Stock Market: What is a Share buyback offer and should you participate? Explained here in a simple manner

Update: 2021-04-04 09:15 IST

Stock Market: What is a Share buyback offer and should you participate? Explained here in a simple manner

Many companies with large surplus cash on books opt for buyback of shares. The boards of many companies, such as GAIL India and NALCO, had announced share buyback in the fourth quarter of the financial year 2020-21. But the question that arises here is what a buyback means? Should stock market investors should participate in the share buyback or stay away from it? Will it give good returns? Here is the explanation of share buyback and what you as an investor should do. All questions related to the share buyback are answered here:-

What is share buyback?

Basically, a buyback happens when a company buys its own shares from the market at a premium price to reduce its number of shares available in the open market for a number of reasons like to increase the value of remaining shares, increase overall holding value or giving less dividend to the market.

Why any company does a buyback?

Generally, when a company feels that their shares are undervalued, they have surplus cash for buyback, they go for it. The buyback also shows that management is confident about the performance of their business in the future. There are two types of buybacks—open tender offers from the existing shareholders on a proportionate basis and open market through stock exchanges. Most companies prefer to go through the open market route. In buybacks which are done through the tender offer route, 15 per cent of the number of shares to be bought back is reserved for the small shareholders, whose market value as on record date is not more than Rs 2 lakh.

What's the standard procedure of share buyback?

First of all, the company going for buyback has to announce its buyback date and offer price in advance, whoever is holding the share on that date is eligible for buyback action. Then the company sends a tender offer letter to all shareholders. This letter provides details of shareholding and how many shares; he or she is selling to the company at the buyback price. The letter also keeps details of the tender period; a user can give authority to the broker for buyback participation. Now, the broker transfers stock to the company from the client's DP and then the company pays directly to the client the total value of the stock at buyback price.

How a client gets benefitted from it?

The company always buys its shares at a good premium to attract more people towards the offer. Suppose the current price of the stock is Rs 400 apiece, then the company may give an offer of Rs 430-450 or even better price. Now it is advised that before 2-3 days of the buyback record date, you can buy the shares of the company and hold the shares in your portfolio if you wish to be eligible for a buyback offer.

Now you have two options:

First, keep your holding until the tender period company will inform you, what quantity they are buying back from you. You can provide those shares to them and then you can sell the rest of the shares.

The second strategy could be, once the record date is passed you can sell the stocks and when you receive a tender notification, buy it from the open market and sell it to the company.

Both strategies have their pros and cons.

What are the risks involved in share buyback?
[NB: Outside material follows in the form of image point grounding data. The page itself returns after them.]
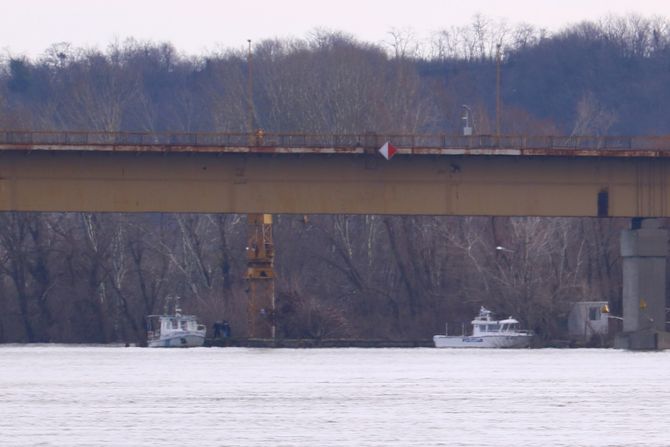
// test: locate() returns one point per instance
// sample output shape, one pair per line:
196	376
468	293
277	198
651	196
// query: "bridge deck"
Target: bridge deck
286	143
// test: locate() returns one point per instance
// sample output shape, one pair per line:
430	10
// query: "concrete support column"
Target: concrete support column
644	249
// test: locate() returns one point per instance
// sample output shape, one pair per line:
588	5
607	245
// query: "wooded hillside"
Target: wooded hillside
92	278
If the company buys 100 per cent of your holding, there would be no risk in this trade, but it is not decided in advance, it depends on how much participation comes from the market. Generally, the buyback ratio varies from 10 per cent to 50 per cent. If the buyback ratio is 25 per cent and you are holding 100 shares of the company, the company will only buy 25 shares from you, which means your 75 shares are at market risk. So you have to make your strategy accordingly.

Points for investors

Before participating in the buyback, the investors must analyse the price movement of the share just before the buyback is announced. If there is a steep price rise in the share of the company, then the investors should be cautious.

Investors should always look at the size of the buyback offer, the price and the duration of the offer. If the buyback size is too small compared with the overall market capitalisation of the company, the impact on the share price could be very insignificant.

Investors should also look at the debt-equity ratio to understand the fundamentals of the company. In the case, where the debt level of the company is higher than the industry average, it means that its free cash flow in the future is going to be a tight one.